# The Legacy of La Malinche



## Jeff (Oct 28, 2008)

$2.99​
Colonel R.A. (Link) Lincoln is selected for the U.S. Army's new, elite Special Forces Delta, anti-terrorist unit and completes the rigorous training. Follow Link's career from the disastrous Operation Eagle Claw, in Iran to the Battle of Tora Bora.

 ​
Two Volumes: Volume I - $2.99 Volume II - $3.99​
The ordinary life of college professor Margaret de Vega is forever changed when she discovers the six hundred year old memoirs of La Malinche containing the secret to finding the lost treasure of Montezuma. With the aid of retired Special Forces Colonel R.A. Lincoln, Doctor de Vega undertakes her treasure hunt along a rapidly deteriorating United States - Mexican border.

The memoirs of La Malinche:

In his conquest of New Spain, Herman Cortés was assisted by the hereditary Aztec Princess, Malintzin Tenepal who became his chief interpreter and the mother of his son, Martin Cortés, who is often called the First Mestizo. Christened as Doña Marina by the Spaniards and known to the natives as La Malinche, this extraordinary woman was, and still is, a polarizing character in Mexico and Hispanic American culture.

Through May​


koland said:


> Jeffry Hepple's new release Lonely is the Soldier is free using the exclusive coupon at Books on the Knob - http://booksontheknob.blogspot.com/2010/05/free-book-lonely-is-soldier.html


----------



## Gertie Kindle (Nov 6, 2008)

I _was_ going to work in my garden (what's left of it), but I just changed my mind. Linc is calling me.


----------



## Jeff (Oct 28, 2008)

Gertie Kindle 'a/k/a Margaret Lake' said:


> Linc is calling me.


Be careful. He curses and kills people.


----------



## Susan in VA (Apr 3, 2009)

Gertie Kindle 'a/k/a Margaret Lake' said:


> I _was_ going to work in my garden (what's left of it), but I just changed my mind. Linc is calling me.

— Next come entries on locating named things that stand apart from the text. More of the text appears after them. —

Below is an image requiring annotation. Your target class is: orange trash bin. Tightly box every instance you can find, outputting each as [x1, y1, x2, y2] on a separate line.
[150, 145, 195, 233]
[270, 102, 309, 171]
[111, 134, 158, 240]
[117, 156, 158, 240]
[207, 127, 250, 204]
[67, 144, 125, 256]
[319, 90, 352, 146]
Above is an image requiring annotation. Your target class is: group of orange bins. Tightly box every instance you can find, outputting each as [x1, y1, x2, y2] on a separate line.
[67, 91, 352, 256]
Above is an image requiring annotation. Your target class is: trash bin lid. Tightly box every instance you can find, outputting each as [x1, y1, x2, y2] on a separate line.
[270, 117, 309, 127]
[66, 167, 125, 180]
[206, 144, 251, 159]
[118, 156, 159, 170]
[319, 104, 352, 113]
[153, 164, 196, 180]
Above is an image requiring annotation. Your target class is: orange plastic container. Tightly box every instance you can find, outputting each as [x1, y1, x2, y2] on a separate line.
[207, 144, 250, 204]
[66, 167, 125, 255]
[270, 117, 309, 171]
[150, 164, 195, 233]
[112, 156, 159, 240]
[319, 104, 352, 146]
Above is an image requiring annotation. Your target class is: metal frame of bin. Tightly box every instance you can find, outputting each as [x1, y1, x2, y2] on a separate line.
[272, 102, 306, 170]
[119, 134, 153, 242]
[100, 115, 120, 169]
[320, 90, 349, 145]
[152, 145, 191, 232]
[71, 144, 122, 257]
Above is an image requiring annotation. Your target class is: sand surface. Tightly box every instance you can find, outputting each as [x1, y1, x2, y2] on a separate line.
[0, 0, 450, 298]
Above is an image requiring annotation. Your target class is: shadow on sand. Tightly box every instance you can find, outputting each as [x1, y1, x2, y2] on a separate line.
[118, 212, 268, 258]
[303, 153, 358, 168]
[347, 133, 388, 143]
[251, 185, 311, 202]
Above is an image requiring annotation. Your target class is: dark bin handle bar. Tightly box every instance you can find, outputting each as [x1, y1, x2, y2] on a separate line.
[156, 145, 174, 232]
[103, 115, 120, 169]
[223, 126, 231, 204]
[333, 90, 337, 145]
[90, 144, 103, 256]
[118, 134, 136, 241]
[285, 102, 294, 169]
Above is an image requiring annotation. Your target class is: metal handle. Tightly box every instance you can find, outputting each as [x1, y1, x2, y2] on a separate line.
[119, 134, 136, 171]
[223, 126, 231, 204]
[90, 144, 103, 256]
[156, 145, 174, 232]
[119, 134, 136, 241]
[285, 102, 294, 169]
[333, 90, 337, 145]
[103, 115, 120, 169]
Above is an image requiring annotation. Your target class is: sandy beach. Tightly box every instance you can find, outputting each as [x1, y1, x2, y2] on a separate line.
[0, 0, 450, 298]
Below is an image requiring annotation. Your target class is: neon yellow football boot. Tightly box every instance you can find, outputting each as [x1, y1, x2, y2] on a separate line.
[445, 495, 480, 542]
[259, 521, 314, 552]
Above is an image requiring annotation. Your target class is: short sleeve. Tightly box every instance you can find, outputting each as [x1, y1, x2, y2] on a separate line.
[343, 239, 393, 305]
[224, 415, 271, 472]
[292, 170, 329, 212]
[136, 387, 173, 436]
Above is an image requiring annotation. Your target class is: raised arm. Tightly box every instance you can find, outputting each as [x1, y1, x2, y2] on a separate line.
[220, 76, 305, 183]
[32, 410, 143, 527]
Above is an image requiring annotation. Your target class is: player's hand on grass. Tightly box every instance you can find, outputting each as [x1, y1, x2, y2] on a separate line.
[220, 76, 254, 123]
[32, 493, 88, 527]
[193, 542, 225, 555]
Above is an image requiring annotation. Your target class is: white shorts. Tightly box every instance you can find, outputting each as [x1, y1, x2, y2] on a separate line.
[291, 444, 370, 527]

In that case I hope your garden can stand a couple of days of total neglect....


----------



## Gertie Kindle (Nov 6, 2008)

Jeff said:


> Be careful. He curses and kills people.


Me, too ... figuratively, of course. 



Susan in VA said:


> In that case I hope your garden can stand a couple of days of total neglect....


Sorry, garden. As soon as I come up for air, I'll buy you a new plant.


----------



## Jeff (Oct 28, 2008)

Gertie Kindle 'a/k/a Margaret Lake' said:


> Sorry, garden. As soon as I come up for air, I'll buy you a new plant.


This should look nice in your new raised-flower-bed.


----------



## mamiller (Apr 28, 2009)

Jeff said:


> Be careful. He curses and kills people.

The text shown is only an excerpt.